After scanning a document, how is it different than any other document I have as a file (other than it being not-very-editable)? i.e. is this a general-purpose document management system, or - what?

> The easiest way to deploy paperless is docker compose

Ok, that's a first red flag.


Go ahead man, manually install and configure redis, mariadb, gotenberg, and tika to see if you like the software. It's a free country.


Not a general purpose one really, but it is a document management system. It's aimed at incoming mail. You get automatic OCR and learned classification / tagging / date finding.

And "docker compose up" is the easiest way to deploy things these days in general. That's got nothing to do with this software specifically.


> After scanning a document, how is it different than any other document I have as a file (other than it being not-very-editable)?

You don't want to use paperless-ngx for editable stuff really. You want to use it for stuff like bills, invoices, and business records.

Once it's in paperless, it's searchable and you don't have to worry about where it is. As long as the scan is good it will grab the OCR and then you can search for things like account number. My uncle basically scans everything bill related into his instance and then shreds the paper.

You can also tag documents and search by tag. Also since it's a web app if you can do the self-hosted thing it works well on the phone.


I have my printer set to scan and save the files to a NFS. Paperless-NGX picks it from there, does OCR and saves it. I guess I could just leave it on the NFS, but I do like the UI of P-NGX.


I have dedicated scanners at my 2 business locations with shortcuts to SFTP scans onto the server. paperless-ngx monitors the folder and automatically ingests the document. literally just two button presses and any document is digitized, tagged, OCRd, and archived within about a minute. I have the scanners set the file name based on their location so I can tell at a glance where something came from in the paperless inbox view.


Any suggestion for a scanner for this purpose?


https://www.brother-usa.com/products/ads1700w

set up was straightforward and the functionality is great


Take a look at full-duplex multifunctional printers, many times they are cheaper than standalone scanners. Just as an example, a black and white laser like the Brother MFC-L2820DW should last you a long time.


Well, at least it'd be "good enough" to get your feet wet, so to speak - and also give you the ability to test if you're going to stick to it.

I got a Brother ADS-4300N to use with p-ngx, works very well and also is way faster than the usual document scanners on MF printers (duplex is done in one pass, for example)...


Paperless-ngx is fantastic!
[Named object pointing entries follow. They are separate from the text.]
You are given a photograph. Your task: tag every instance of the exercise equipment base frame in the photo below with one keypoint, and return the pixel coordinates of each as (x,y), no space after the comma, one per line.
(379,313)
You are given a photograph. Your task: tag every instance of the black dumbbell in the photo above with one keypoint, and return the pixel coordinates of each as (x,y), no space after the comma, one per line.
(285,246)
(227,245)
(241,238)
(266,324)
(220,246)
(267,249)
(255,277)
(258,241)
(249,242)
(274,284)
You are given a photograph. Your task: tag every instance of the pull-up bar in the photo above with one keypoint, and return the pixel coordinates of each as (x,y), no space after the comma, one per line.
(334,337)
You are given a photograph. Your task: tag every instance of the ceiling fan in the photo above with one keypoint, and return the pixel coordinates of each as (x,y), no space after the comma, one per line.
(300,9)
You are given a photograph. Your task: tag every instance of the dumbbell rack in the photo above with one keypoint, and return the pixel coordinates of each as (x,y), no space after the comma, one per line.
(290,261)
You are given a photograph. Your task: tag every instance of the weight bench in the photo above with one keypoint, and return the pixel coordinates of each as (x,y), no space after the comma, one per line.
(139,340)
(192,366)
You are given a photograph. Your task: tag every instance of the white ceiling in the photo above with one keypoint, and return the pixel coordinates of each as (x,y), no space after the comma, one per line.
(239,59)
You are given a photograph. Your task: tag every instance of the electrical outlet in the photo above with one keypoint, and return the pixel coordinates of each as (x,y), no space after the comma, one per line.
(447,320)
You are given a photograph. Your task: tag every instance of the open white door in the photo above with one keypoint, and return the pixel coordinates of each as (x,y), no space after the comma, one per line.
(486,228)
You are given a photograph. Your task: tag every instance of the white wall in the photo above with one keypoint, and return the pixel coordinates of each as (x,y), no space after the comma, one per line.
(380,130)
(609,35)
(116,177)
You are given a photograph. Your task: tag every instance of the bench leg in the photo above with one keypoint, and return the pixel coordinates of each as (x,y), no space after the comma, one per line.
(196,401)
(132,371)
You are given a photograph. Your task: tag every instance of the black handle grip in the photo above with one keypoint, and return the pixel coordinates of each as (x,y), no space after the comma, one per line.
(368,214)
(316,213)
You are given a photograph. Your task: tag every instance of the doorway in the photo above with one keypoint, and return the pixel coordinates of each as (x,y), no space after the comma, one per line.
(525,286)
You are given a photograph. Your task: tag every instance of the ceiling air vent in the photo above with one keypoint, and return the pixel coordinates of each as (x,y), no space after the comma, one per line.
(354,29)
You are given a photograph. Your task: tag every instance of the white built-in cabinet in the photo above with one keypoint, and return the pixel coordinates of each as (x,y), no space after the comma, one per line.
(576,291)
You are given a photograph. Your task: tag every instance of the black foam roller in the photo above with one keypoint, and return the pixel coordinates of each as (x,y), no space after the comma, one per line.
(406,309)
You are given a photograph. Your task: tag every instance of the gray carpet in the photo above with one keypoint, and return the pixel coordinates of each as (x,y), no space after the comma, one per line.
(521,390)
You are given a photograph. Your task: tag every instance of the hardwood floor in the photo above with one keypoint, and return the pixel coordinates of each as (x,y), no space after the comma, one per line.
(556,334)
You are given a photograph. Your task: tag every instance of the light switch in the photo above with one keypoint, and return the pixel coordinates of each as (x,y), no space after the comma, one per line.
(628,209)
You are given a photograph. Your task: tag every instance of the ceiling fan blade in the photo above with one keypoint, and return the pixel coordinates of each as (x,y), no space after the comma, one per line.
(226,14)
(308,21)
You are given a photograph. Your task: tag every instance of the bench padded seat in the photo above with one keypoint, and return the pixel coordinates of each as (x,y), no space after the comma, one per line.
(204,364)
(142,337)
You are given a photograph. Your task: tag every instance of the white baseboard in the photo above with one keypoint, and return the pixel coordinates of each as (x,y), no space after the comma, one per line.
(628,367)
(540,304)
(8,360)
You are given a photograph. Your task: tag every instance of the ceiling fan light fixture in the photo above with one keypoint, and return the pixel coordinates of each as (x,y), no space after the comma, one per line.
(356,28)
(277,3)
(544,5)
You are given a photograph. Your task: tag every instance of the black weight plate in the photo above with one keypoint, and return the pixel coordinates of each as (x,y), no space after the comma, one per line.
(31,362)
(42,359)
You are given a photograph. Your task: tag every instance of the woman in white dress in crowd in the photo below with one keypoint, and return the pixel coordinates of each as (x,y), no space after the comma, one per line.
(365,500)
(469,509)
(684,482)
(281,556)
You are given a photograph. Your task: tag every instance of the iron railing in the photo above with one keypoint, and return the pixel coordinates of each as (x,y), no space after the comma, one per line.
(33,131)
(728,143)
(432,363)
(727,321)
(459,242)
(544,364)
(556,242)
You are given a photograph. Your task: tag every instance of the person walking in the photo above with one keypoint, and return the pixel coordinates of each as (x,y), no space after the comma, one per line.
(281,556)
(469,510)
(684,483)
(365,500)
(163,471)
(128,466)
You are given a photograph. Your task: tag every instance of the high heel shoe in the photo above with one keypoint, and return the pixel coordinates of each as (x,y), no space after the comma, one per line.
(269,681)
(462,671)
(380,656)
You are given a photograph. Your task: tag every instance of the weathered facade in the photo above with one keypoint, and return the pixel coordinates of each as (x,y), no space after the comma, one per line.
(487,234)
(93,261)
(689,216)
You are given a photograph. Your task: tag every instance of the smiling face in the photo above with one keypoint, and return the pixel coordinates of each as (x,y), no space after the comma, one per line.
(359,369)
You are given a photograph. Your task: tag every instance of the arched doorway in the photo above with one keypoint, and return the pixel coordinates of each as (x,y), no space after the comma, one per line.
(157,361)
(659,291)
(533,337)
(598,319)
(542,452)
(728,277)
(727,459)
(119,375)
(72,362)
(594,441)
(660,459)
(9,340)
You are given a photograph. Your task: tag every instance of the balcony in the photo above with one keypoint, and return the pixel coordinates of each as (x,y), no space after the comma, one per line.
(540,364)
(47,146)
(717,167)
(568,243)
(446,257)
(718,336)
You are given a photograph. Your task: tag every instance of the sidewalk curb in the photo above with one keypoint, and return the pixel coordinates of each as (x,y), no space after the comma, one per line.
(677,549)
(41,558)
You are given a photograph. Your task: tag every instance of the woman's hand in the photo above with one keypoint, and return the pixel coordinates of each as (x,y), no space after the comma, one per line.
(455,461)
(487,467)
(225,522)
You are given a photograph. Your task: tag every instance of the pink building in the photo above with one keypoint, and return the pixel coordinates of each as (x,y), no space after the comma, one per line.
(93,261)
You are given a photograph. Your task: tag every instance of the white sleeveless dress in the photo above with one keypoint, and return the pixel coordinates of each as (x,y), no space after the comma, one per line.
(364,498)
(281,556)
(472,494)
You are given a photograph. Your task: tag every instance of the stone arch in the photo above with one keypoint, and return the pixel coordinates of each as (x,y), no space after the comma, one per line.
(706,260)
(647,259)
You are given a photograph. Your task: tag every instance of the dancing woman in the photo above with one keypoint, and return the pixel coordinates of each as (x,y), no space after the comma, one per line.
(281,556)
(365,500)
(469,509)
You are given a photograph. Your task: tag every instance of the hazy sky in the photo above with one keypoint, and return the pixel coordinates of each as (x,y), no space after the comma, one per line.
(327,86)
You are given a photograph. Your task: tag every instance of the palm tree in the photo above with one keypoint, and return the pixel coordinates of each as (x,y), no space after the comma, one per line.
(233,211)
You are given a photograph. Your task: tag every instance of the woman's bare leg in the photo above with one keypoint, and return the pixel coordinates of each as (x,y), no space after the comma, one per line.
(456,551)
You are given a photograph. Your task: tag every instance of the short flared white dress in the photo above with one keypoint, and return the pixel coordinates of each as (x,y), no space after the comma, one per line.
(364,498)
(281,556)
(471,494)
I’ve been running it for a while and it works great!

I wrote an iOS [1] app to connect to you instance and it’s open source [2].

[1] https://apps.apple.com/de/app/swift-paperless/id6448698521

[2] https://github.com/paulgessinger/swift-paperless


From their docs site:

> Documents are saved as PDF/A format which is designed for long term storage…[snip]

Can someone please tell me what attributes make a given file format more suitable for long term storage over another?


Everything for the document (fonts, images, etc) are all stored within the document file. It's entirely self-contained.


Among other things, it usually means that the file type has wide interoperability (which makes it more likely you can open it in the far future) and comes in a format resistant to damage, so if bits are changed or removed, you can still recover the rest of the document (usually this means avoiding compressed formats). As to how well-suited PDF/A is for these aspects, I'm not experienced enough to say.